Blue Jays aiming to keep fans, staff safe

Shapiro: Club 'trying to assist with broader community and societal challenges'

March 22nd, 2020

TORONTO -- With their staff and players mostly settled following the close of Spring Training, the Blue Jays are focusing on what they can control as baseball and the world around it deal with the coronavirus pandemic.

Team president and CEO Mark Shapiro said on Sunday that no one in the organization has been tested for coronavirus. Shapiro, along with some team staffers who were still at the club’s facility in Florida, took a charter flight back to Toronto on Wednesday. He is currently self-isolating.

What happens next depends on factors that stretch well beyond baseball’s reach, and that is driving the Blue Jays’ internal approach to the situation.

“There’s been a hierarchy to every single thing we’ve gone through,” Shapiro said. “Which is first at the human level, doing everything we can to keep our staff and our fans safe, healthy and largely complying and trying to assist with broader community and societal challenges.”

Only a small group of players still remain in Dunedin, Fla. Among them are 18 Venezuelan Minor League players and about a dozen others who, for a variety of reasons, are not able to return home. That includes Hyun-Jin Ryu, whose wife is seven months pregnant, as well as Shun Yamaguchi and Rafael Dolis.

A small staff is on site to ensure that facilities are open for players, but social distancing is being practiced at every level.

Players who have returned home can still easily communicate with the club’s training staff, which has arranged for everything from body-weight exercises for players alone in hotel rooms to more detailed plans for Major League players with home gyms. This isn’t a replacement for Spring Training, though, and Shapiro knows that another ramp-up period will be needed when the league is ready to resume.

For now, staying in peak physical shape isn’t a realistic goal.

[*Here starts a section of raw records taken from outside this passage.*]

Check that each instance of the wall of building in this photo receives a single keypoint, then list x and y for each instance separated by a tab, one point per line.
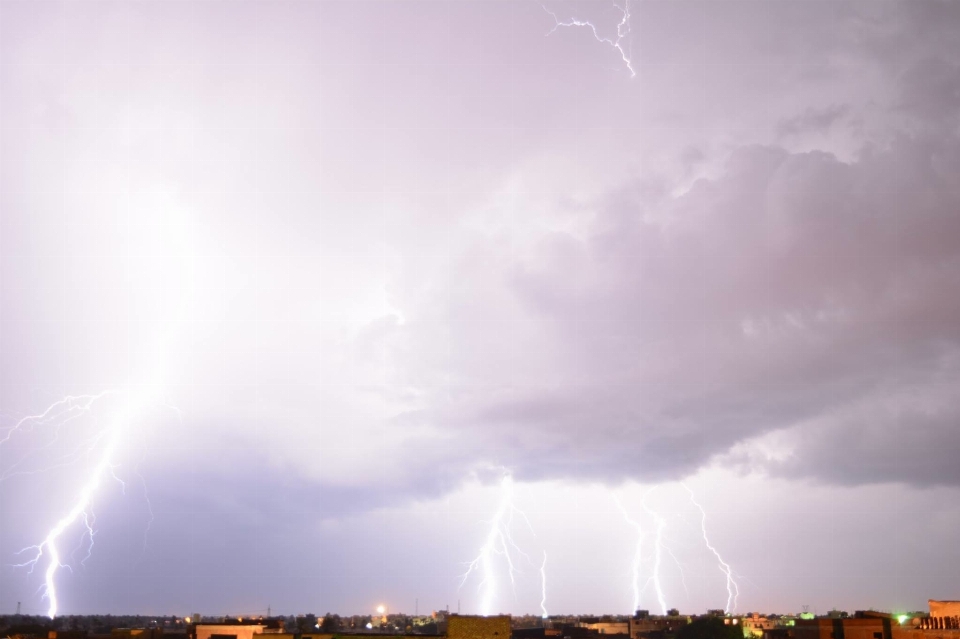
944	608
244	631
472	627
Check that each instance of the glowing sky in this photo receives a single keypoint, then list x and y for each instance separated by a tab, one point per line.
364	257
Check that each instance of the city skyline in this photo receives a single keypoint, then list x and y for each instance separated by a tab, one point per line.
588	306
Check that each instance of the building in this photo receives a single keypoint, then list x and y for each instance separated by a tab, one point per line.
475	627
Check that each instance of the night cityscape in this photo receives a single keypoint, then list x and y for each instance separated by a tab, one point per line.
531	319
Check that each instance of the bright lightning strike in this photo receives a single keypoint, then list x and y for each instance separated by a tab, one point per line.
104	447
623	32
499	542
733	589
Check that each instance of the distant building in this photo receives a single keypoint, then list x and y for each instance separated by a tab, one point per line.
476	627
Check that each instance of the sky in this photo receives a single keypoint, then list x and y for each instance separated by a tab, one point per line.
316	305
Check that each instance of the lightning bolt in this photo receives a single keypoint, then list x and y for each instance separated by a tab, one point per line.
733	589
623	31
543	586
637	555
104	447
499	542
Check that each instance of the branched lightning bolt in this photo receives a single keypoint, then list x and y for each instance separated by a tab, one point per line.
623	32
499	541
104	446
637	555
733	589
543	586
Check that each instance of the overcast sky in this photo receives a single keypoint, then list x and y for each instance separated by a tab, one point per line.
354	273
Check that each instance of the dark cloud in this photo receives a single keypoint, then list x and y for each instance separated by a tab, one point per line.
812	121
775	296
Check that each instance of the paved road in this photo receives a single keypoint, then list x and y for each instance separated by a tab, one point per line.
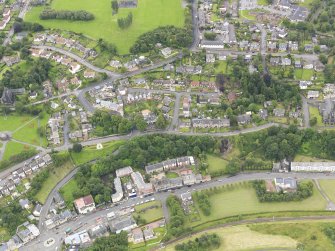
77	58
83	222
305	110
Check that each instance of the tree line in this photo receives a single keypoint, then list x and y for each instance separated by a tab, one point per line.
304	191
125	22
205	242
167	36
80	15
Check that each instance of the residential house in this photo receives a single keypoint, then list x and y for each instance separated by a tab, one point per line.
85	204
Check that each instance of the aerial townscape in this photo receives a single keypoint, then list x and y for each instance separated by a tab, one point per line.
173	125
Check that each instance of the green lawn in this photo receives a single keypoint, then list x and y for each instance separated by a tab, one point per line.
13	122
303	74
328	186
243	200
14	148
29	133
90	152
67	191
56	175
149	214
216	164
262	2
172	175
239	238
149	15
309	234
314	112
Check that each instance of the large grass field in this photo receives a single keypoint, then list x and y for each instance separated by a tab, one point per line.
243	200
90	152
148	15
14	148
150	212
56	175
29	133
216	164
242	238
13	122
309	235
328	186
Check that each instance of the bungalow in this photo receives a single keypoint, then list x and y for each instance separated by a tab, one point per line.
279	112
74	67
312	94
89	74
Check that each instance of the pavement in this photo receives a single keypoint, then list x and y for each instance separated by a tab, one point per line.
88	220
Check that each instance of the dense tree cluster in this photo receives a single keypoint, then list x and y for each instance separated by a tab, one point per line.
177	219
204	203
125	22
96	179
203	243
80	15
168	36
12	216
304	191
117	242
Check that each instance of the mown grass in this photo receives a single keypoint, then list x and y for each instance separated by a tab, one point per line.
14	148
90	153
149	15
56	175
309	235
67	191
237	200
238	238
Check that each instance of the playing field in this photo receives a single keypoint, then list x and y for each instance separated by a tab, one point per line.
243	200
148	15
242	238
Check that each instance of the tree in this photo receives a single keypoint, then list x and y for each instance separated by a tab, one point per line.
115	6
77	147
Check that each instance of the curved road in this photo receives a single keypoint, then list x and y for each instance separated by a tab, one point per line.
77	58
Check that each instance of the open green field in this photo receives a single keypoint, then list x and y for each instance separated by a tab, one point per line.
303	74
328	186
309	235
90	152
148	15
56	175
150	212
14	148
314	112
216	164
241	200
67	191
29	133
13	122
238	238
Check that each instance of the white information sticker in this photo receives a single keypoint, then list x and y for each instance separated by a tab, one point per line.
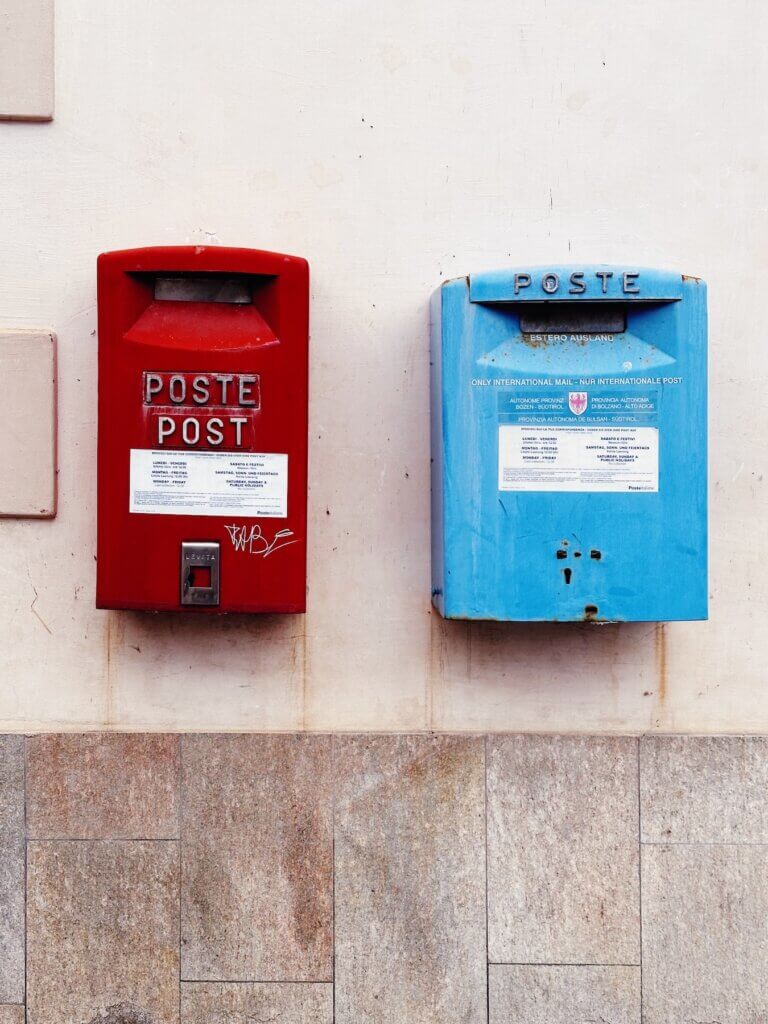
180	482
558	458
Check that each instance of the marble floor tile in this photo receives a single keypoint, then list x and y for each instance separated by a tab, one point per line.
257	858
536	994
562	835
410	880
102	785
705	934
704	788
102	932
11	870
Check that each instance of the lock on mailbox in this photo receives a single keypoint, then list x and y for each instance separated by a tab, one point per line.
569	445
202	430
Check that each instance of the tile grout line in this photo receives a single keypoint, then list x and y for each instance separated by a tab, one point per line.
333	880
180	862
26	870
485	822
640	869
558	964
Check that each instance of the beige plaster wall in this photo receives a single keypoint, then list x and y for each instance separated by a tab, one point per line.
391	144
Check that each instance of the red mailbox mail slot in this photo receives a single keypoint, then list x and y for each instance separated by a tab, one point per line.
202	430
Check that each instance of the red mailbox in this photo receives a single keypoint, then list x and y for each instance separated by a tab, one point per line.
202	429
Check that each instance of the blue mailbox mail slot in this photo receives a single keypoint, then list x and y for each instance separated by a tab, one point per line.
569	445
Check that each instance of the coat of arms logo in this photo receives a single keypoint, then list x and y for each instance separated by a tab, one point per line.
578	402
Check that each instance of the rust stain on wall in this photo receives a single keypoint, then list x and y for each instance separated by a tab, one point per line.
660	640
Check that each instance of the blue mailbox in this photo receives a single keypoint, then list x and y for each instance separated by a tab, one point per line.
569	445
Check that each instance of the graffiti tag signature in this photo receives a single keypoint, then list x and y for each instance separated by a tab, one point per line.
252	539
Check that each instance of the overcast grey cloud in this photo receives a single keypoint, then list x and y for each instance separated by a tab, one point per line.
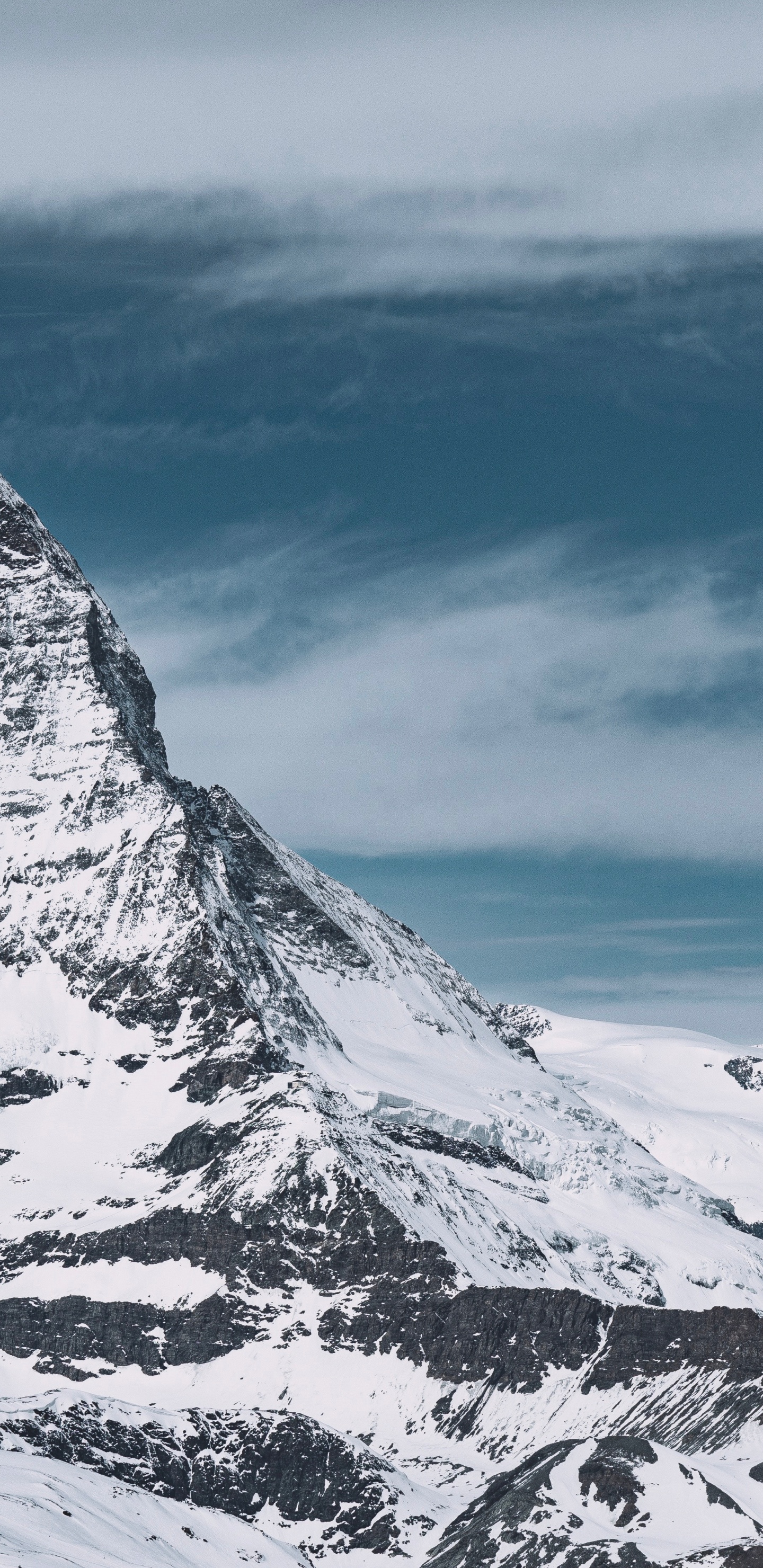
520	701
395	369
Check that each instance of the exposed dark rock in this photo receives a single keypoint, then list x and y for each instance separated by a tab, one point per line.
18	1085
746	1070
233	1462
495	1518
197	1145
611	1470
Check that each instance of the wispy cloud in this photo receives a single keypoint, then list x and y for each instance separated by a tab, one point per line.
506	703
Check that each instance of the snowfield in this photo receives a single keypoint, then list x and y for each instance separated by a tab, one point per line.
305	1247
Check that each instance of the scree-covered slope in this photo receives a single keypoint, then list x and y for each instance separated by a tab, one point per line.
294	1225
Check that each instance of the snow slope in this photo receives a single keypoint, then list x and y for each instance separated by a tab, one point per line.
272	1167
672	1092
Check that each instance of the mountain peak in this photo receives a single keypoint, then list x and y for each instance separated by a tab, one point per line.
266	1148
52	618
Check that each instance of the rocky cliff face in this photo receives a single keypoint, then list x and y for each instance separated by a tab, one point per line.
292	1222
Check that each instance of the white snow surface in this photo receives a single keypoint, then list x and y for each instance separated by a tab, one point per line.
669	1089
56	1515
625	1147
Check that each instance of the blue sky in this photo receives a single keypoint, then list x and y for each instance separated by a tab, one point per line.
396	373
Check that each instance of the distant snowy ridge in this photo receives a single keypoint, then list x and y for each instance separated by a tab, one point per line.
272	1162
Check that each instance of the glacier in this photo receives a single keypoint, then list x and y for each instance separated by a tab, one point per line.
299	1232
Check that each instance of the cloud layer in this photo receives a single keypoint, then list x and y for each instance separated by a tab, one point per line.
423	143
517	701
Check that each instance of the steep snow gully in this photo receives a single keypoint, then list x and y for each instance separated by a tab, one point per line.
305	1249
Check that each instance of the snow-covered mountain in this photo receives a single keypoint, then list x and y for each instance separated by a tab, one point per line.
296	1227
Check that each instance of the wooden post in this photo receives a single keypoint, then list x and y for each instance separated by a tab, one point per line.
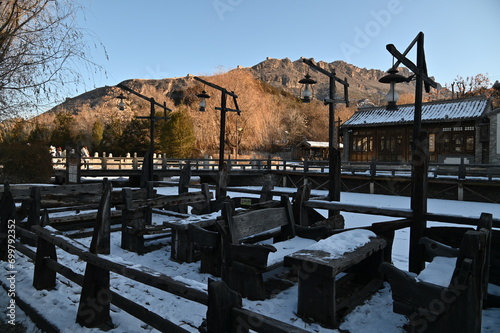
7	213
146	169
101	237
265	194
104	162
44	277
223	181
135	162
461	169
185	178
95	299
460	191
35	207
221	299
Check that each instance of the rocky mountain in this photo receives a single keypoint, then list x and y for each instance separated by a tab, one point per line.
364	88
268	94
363	83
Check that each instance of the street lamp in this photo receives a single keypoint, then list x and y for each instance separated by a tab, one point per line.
392	78
121	106
333	152
419	148
223	109
148	159
203	100
307	93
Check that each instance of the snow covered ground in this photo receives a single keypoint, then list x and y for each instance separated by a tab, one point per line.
375	315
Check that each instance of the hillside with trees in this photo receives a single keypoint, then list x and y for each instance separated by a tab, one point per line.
272	119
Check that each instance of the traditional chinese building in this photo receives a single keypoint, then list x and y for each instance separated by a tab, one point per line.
311	150
463	128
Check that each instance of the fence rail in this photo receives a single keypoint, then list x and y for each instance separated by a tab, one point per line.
372	169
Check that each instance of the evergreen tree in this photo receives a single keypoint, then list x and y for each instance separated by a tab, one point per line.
97	133
63	133
177	139
135	138
40	134
110	137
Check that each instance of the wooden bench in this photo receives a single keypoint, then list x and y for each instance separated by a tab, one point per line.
454	302
244	261
325	298
137	215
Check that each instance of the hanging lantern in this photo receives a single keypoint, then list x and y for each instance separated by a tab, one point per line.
306	92
392	96
203	102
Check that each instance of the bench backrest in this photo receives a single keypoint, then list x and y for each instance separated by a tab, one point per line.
255	222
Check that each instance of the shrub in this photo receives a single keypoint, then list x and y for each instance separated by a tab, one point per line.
25	163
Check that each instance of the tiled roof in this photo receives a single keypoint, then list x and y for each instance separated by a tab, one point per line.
442	111
313	144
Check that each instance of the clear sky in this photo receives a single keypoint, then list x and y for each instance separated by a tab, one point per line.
153	39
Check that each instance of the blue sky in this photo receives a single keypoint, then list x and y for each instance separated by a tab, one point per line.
153	39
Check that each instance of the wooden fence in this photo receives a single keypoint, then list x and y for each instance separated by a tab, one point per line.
224	306
372	169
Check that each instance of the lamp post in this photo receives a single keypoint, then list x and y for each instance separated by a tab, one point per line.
392	96
419	146
148	159
223	109
333	152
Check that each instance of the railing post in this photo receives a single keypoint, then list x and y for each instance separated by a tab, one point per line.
135	162
164	162
460	191
104	162
373	173
221	299
461	169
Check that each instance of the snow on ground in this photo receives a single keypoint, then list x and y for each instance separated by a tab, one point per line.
375	315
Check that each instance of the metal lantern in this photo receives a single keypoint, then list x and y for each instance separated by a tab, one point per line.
306	92
203	101
392	96
121	106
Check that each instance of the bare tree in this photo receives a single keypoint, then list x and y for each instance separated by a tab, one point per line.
42	53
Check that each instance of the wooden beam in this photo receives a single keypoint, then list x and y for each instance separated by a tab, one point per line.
138	273
408	63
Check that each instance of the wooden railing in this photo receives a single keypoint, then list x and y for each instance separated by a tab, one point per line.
461	171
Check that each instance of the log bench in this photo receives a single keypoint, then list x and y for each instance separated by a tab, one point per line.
137	215
243	260
337	274
454	302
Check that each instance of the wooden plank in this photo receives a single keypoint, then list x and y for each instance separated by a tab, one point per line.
39	319
255	222
246	319
331	267
81	217
136	272
132	308
373	210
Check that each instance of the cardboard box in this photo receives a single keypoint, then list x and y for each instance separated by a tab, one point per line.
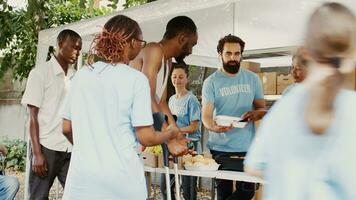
252	66
269	82
283	81
350	82
149	159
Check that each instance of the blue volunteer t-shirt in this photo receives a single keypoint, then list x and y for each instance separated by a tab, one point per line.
187	110
232	96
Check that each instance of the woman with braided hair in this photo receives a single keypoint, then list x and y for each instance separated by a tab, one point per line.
108	110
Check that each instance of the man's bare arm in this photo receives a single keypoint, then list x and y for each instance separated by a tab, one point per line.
152	58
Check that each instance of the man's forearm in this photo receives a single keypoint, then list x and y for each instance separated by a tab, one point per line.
167	111
208	123
192	128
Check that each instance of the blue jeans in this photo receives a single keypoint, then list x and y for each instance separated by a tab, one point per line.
8	187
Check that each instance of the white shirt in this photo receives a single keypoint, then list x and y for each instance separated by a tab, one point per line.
46	89
105	103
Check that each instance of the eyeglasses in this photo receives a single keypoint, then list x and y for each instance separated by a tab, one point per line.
143	42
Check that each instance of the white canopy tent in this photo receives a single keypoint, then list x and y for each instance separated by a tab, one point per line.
266	25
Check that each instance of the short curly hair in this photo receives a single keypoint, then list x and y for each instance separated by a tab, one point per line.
230	39
109	44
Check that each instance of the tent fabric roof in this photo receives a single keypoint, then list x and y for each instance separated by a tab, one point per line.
262	24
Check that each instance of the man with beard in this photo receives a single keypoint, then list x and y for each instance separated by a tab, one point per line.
155	61
46	89
236	92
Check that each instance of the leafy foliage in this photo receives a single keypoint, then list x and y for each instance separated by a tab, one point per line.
16	157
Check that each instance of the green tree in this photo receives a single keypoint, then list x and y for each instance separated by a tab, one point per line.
20	28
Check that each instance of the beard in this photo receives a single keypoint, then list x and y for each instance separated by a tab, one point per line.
180	59
231	67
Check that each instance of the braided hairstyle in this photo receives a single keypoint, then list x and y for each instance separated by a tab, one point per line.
116	34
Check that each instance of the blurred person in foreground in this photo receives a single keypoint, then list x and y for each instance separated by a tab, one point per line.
305	146
108	110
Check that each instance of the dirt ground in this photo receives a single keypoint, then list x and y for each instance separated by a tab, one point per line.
54	195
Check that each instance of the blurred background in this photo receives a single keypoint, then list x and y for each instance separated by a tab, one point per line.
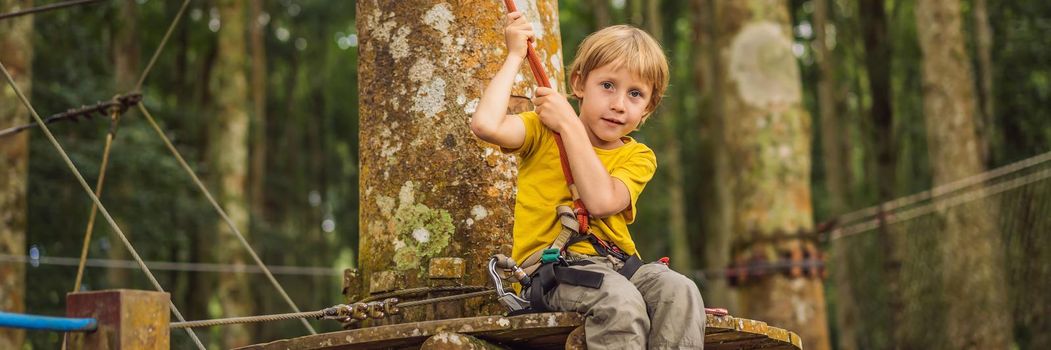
925	128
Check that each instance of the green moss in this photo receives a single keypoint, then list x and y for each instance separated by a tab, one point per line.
425	231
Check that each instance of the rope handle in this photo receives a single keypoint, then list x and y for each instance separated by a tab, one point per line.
541	79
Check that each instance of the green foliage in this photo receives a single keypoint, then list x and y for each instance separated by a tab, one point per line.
311	184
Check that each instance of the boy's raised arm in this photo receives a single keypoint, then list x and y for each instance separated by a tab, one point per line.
490	122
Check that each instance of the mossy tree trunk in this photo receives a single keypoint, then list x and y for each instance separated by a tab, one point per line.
16	53
428	187
228	161
768	147
969	291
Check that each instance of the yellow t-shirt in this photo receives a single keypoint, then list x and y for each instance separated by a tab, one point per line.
541	188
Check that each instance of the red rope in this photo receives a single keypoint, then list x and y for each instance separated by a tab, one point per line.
541	79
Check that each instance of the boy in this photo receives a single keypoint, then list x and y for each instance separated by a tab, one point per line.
618	76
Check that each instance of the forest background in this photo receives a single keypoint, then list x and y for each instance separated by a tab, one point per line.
860	64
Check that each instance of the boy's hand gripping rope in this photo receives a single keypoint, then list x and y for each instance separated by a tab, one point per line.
541	79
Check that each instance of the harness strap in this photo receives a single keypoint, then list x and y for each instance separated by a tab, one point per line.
632	265
551	274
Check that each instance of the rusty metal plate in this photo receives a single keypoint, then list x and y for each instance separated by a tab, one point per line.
127	318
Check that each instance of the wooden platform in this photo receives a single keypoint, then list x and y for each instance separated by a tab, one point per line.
530	331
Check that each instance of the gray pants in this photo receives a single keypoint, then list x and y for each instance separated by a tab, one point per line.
657	309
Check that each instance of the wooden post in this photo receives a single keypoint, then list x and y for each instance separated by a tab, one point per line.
127	320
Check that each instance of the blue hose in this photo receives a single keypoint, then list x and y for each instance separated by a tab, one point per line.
8	320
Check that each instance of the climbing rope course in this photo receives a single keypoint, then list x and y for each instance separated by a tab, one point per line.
115	109
981	186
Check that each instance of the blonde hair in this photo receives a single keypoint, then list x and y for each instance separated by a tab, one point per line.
629	47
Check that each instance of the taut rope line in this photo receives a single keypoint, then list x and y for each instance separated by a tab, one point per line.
83	184
46	7
222	213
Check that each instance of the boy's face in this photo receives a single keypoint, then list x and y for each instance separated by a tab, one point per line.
613	102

“At this point, the physical exercise that they can do is as much about mental health and maintaining some semblance of normalcy and routine, and probably a little bit less baseball specific,” Shapiro said. “There’s almost no one who can maintain game-ready shape in light of these circumstances. That is not a priority at this moment.”

Shapiro, like anyone who plays, covers or follows the game, is also thinking about baseball’s role in a challenging global moment.

“We have overcome tragedy like 9/11. We’ve overcome wars [and] the Depression. Baseball has played a role in the healing and return to normalcy,” Shapiro said. “Particularly, obviously, for fans, but also for the broader community. It’s brought people together and it’s helped them return to a sense of normalcy and a sense of comfort. There will be a time that baseball returns, and there will be a time when baseball is capable of providing that outreach and that sense of community for all of us.”